Beef bone soup: the method of making beef bone soup: wash beef bone, chop it into large pieces, soak the soup in a boiling water pot to remove the bloody smell, take it out, put it in a soup pot with boiling water, add onion and ginger, bring it to a boil, and turn to low heat for 4-5 hours. It will be fine when the soup is thick. Beef bone soup can be used to cook all kinds of vegetarian soup, or it can be replaced by beef tendon or beef offal, dried tangerine peel and ginger slices according to the needs of soup cooking.
Boil seafood broth II. How to make clear seafood soup?
Preparation method of seafood thick soup
Required materials: 50 kg of clean water, 7 kg of pig bones, 3 chicken bones, 3 kg of crucian carp, 3 kg of dried fish, 500g of wax gourd, ginger, onion 1 root, pepper 10g, cooking wine and salt.
1, clean the pig bones and cut them into large pieces, then soak them in cold water 1 hour to remove blood, then put them in a pot with cold water to remove odor, and then take them out and clean them.
2. Cut a knife at the tail of the crucian carp, and then put it in clear water to let the crucian carp swim and bleed. After washing the crucian carp, put it in a pot and fry it until it is golden on both sides.
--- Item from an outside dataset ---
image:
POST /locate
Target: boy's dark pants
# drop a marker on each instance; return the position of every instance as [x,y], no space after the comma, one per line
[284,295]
3. Add 50 kilograms of clean water into a stainless steel soup bucket, then add pig bones and chicken skeletons to boil, add crucian carp and dried fish, add a piece of ginger, green onions and pepper, let the soup boil over medium heat for one hour, and then simmer for two hours.
4. Wash the wax gourd without peeling, and then put it into the soup pot for 20 minutes in advance. Finally, add a little salt to taste, add a little cooking wine to remove the fishy smell and enhance the fragrance, and the seafood soup is finished.
The produce seafood soup has a strong flavor, pig bones contain a large amount of bone marrow, and that soup decoct with bones has a strong flavor and a milky white color. Adding chicken skeleton, crucian carp and dried fish can make the soup fresher, without adding too much seafood, saving costs. Adding wax gourd can make the taste of seafood soup more fresh and sweet. In addition to wax gourd, you can also add ingredients such as soybeans, radishes and kelp instead, which can make the soup fresh and sweet.
Preparation method of seafood broth
The preparation method of seafood broth is relatively simple, with umami flavor and clear soup color as the main ingredients. The materials used in 50 kg of clean water are: dried fish 1500g, scallop 30g, dried kelp 200g, dried shrimp 250g, ginger, pepper, onion and salt.
After 50 kilograms of water is boiled, add the above ingredients and boil for two hours, and finally season. The soup cooked in this way is mainly fresh, but the soup color is clear. This clear soup is the most commonly used in cooking seafood dishes.
The original soup of seafood is mainly fresh, followed by flavor. If it is used to make seafood noodles, then seafood thick soup is the most suitable, because seafood thick soup tastes mellow.